E’ innegabile che l’esclusione delle liste PdL avrebbe falsato il risultato elettorale. Ma un sistema democratico, comunque concepito, non si regge senza regole scritte, riconosciute, e fatte rispettare. Questo è uno dei rischi e degli incerti della democrazia. E, ove si vada ad invocare la ragionevolezza del non falsare una competizione elettorale con l’escludere dal voto liste elettorali sicuramente significative che non avevano rispettato i requisiti stabiliti dalla legge, si dovrebbe anche ricordare quanto sia poco rappresentativa la nostra democrazia, senza che ciò abbia suscitato alcuno scandalo nella maggioranza ed in buona parte dell’opposizione.
Due considerazioni sorgono immediate.
Il “pasticcio”, ammesso che così si voglia definirlo, nasce da norme farraginose, suscettibili di interpretazioni discrezionali, e volutamente orientate a render problematica la partecipazione all’elettorato passivo di forze minori e di “new entries”: è nella cronaca dei giorni scorsi la difficoltà che PSI e radicali hanno incontrato nella raccolta e nell’autenticazione delle firme; è in numerose denunce e segnalazioni il mancato adempimento di precise norme di legge da parte di molti comuni italiani circa gli obblighi e la disponibilità degli autenticatori. Ma nessuno si è preoccupato di questo. Se una lista “minore” non raggiungeva il prescritto numero di firme in questa o quella provincia, pazienza: la questione non era rilevante.
Ma, una volta che, per la presunzione di poter esser considerata legibus soluta, la lista PdL è stata esclusa, in base ad un’interpretazione letterale della norma (l’unica possibile, in una democrazia che si fonda su regole scritte), si grida allo scandalo e si ricorre all’ennesimo provvedimento ad listam.
Quanto ieri è stato consumato da un consiglio dei ministri presieduto da un corruttore prescritto è fatto molto più grave delle numerose leggi ad personam che hanno caratterizzato la traduzione del berlusconismo in politica. Perché qui, per la prima volta, si travolge, e solo per interesse di parte, il meccanismo delle norme che regolano il momento fondativo di qualsiasi democrazia rappresentativa: quello elettorale. E, mentre a forze e gruppi minori la partecipazione al voto è seriamente ostacolata, viene imposto, con argomentazioni che non hanno alcun fondamento giuridico, il ripescaggio di chi, con i propri errori, e con il proprio disprezzo delle regole, si era autoescluso dalla partecipazione alla competizione elettorale.
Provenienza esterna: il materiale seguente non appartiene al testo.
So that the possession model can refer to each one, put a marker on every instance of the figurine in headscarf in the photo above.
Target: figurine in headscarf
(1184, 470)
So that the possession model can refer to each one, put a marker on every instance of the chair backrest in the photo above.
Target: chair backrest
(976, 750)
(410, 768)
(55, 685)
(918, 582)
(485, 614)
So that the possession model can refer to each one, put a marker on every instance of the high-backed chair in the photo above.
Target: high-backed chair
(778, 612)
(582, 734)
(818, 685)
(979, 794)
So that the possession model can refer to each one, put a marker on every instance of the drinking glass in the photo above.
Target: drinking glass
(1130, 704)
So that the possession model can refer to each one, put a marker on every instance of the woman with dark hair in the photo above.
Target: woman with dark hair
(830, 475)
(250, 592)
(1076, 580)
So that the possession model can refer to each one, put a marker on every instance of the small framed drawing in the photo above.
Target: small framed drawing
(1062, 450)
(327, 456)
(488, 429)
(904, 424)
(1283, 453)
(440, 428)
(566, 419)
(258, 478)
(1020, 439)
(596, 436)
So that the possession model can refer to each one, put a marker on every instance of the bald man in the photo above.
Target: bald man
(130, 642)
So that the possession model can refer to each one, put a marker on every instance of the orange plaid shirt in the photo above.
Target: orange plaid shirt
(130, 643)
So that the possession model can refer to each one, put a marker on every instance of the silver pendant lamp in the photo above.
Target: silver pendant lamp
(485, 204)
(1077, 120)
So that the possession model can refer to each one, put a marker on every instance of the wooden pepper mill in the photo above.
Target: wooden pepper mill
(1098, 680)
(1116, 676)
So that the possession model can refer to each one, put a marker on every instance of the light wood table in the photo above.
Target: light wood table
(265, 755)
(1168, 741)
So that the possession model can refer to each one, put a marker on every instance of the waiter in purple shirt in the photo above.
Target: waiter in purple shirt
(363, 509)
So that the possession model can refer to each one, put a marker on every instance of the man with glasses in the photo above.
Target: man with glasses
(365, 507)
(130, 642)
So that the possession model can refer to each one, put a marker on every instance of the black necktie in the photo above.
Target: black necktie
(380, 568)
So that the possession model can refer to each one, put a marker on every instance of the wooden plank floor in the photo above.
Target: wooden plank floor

Dopo questo decreto, tutto diviene possibile. Si manifesta una concezione politica fondata sull’arbitrio, più vicina al despotismo orientale che alle tradizioni illuministe dell’Occidente, che svuota alla radice i concetti stessi di democrazia e di Stato di Diritto.
Sia quindi chiaro che con questa gente nessuna condivisione, nessun accordo, nessuna trasversalità è possibile. Chi vuole ripristinare la democrazia non può venire a patti con chi la sta distruggendo. E’, questa, una lezione per il maggior partito dell’opposizione: troppe incertezze ed esitazioni, troppi ammicchi di convenienza, troppe ricerche di un dialogo rinunciatario e perdente in partenza, troppe furbizie ai danni di chi non accettava la logica bipartitica, hanno condotto a questa situazione.